PCR産物2及び3中の、天然のグアニンを7−デアザ類似体で置き換えることにより、酸化波の僅かな増加を招いた。Fe(bpy)3 3+/2+は、かなりの程度まで7−デアザグアニン損傷部と反応するのに十分に強力な酸化剤であった(E1/2=0.75V)(Kelley and Barton(1998)Chem.Biol.5:413−425;Yang,I.V.;Thorp,H.H.Inorg Chem.2001,40,1690−1697.)。事実、Fe(bpy)3 3+/2+に類似した酸化還元電位(E1/2=0.86V)を有する、Ru(Me2bpy)3 3+/2+とオリゴヌクレオチドの7−デアザグアニンとの反応は、溶液中のオリゴヌクレオチドでも電極表面上に固定化されたオリゴヌクレオチドでも、速かった。電極表面上に固定化されたzG損傷部の数は、オリゴヌクレオチド及びPCR産物で類似しているため、オリゴヌクレオチドに比して、固定化DNAポリマーでは7−デアザグアニンの反応性が減少していたようである。本研究における、減少した電流増強は、触媒の分解にも原因があろう。酸化された鉄の錯体は、本質的にルテニウムの錯体より安定性が低く、核酸の存在によって自己酸化過程が触媒される可能性があり、ポリアニオンへの結合は、金属の局所濃度を上昇させ、分解を促進する可能性がある。ポリマーDNAの存在下で、RuOH2+錯体と、RuO2+形及びRuOH2+形との不均化が増強されることは、先に証明されている(Welchら(1997)Inorg.Chem.36:812−4821)。

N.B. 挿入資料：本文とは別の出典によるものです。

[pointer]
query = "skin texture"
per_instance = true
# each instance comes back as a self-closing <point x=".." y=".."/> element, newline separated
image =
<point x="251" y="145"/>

グアニンが7−デアザグアニンで置き換えられるとき、鉄波(iron wave)における電流の増加は、Ru(bpy)3 3+/2+のピーク電流の大幅な減少を伴う。電流増強の減少は、グアニンが7−デアザ類似体で置き換えられるような、グアニン数の減少に起因する。天然のグアニンを含まないPCR産物で修飾された電極上のルテニウム波における残留電流増強は、一部のzG損傷部を、ルテニウムとの反応に利用できるままにしておく、鉄と7−デアザグアニンとの不完全反応に起因する公算が高い。この結果は、多数のzG塩基を含むオリゴヌクレオチドにおけるRu(Me2bpy)3 3+/2+との反応後の、7−デアザグアニンとRu(bpy)3 3+/2+との残留反応性に関する我々の観察結果に似ている。

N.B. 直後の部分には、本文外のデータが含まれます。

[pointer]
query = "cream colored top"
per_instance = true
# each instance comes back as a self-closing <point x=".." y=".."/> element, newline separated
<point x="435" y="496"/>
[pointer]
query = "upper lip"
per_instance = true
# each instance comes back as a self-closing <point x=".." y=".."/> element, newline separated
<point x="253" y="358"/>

3セットの独立した実験からの、2金属錯体に関する平均ピーク電流のヒストグラムを、図4Bにプロットする。より多いzG損傷部がPCR産物に組み込まれたとき、Fe(bpy)3 3+/2+波における電流増強はより顕著になったが、PCR産物1、2、及び3に関するピーク電流は、互いに誤差範囲内であった。再現性を高めるために、天然グアニン(7)又は75%の7−デアザグアニン(8)のいずれかを用いて、1200bpのPCR産物を合成した。全ての7−デアザ−dGTPが存在する条件下で、鋳型DNAの1200bp部分を増幅することは能率的であるため、全ての7−デアザグアニンを含むPCR産物は、この研究から除外した。より長いDNAポリマー中に、より多数のzG損傷部が存在することにより、より多い電流増強を招く可能性がある。触媒の分解に関連する問題を緩和するために、Fe(bpy)3 2+もRu(Me2bpy)3 2+と置き換えた。

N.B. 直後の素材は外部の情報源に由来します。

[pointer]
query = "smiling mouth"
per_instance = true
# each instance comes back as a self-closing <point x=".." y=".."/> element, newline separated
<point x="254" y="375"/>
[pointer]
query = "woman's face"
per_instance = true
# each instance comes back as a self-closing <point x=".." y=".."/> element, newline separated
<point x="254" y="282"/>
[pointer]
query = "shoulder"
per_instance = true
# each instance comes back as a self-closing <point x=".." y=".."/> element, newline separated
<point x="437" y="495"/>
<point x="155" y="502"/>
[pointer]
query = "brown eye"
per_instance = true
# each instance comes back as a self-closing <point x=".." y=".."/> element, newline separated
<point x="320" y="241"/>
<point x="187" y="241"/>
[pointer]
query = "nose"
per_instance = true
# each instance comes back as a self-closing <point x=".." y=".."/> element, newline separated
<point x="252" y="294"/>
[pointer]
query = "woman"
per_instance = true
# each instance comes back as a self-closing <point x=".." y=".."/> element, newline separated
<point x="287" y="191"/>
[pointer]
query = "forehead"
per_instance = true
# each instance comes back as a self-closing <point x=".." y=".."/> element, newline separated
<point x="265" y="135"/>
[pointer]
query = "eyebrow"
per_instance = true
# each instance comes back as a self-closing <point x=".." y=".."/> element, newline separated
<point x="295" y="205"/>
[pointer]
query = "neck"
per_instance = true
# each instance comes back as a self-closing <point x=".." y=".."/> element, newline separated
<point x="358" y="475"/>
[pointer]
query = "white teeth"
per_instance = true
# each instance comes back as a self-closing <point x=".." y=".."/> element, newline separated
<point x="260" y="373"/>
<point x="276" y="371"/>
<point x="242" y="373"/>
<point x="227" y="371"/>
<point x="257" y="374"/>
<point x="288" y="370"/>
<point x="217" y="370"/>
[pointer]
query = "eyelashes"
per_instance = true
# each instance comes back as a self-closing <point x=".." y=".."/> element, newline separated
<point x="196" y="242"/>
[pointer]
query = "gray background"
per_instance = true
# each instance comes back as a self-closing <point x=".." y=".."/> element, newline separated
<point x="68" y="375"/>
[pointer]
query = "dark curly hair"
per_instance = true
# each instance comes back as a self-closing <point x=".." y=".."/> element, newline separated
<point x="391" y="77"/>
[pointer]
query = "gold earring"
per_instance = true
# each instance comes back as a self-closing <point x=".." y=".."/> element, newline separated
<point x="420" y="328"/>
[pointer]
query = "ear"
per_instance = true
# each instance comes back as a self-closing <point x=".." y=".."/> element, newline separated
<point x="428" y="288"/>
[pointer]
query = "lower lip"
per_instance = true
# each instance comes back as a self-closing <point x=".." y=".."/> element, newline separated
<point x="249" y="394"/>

PCR産物7又は8で修飾したITO電極でとった、Ru(Me2bpy)3 2+及びRu(bpy)3 2+の代表的なボルタモグラムを図5Aに示し、3セットの独立した実験からの、2金属錯体に関する平均ピーク電流のヒストグラムを図5Bにプロットする。Ru(Me2bpy)3 3+/2+及びRu(bpy)3 3+/2+の酸化波における電流増強の傾向は、330bpフラグメントのものと類似していた(図4)。しかし、ITO表面上のより高濃度の反応性ヌクレオチドのため、1200bpPCR産物で、より大きくかつより多い再現可能なピーク電流が確認された。従って、より長いDNAポリマーでは、Ru(Me2bpy)3 3+/2+によって、7−デアザグアニン損傷部を再現可能に検出することができる。生物学的に関係のある配列の大部分は少なくとも1kb長であるため、より大きいDNA分子で、総体的電流及び再現性が高まることは有利である。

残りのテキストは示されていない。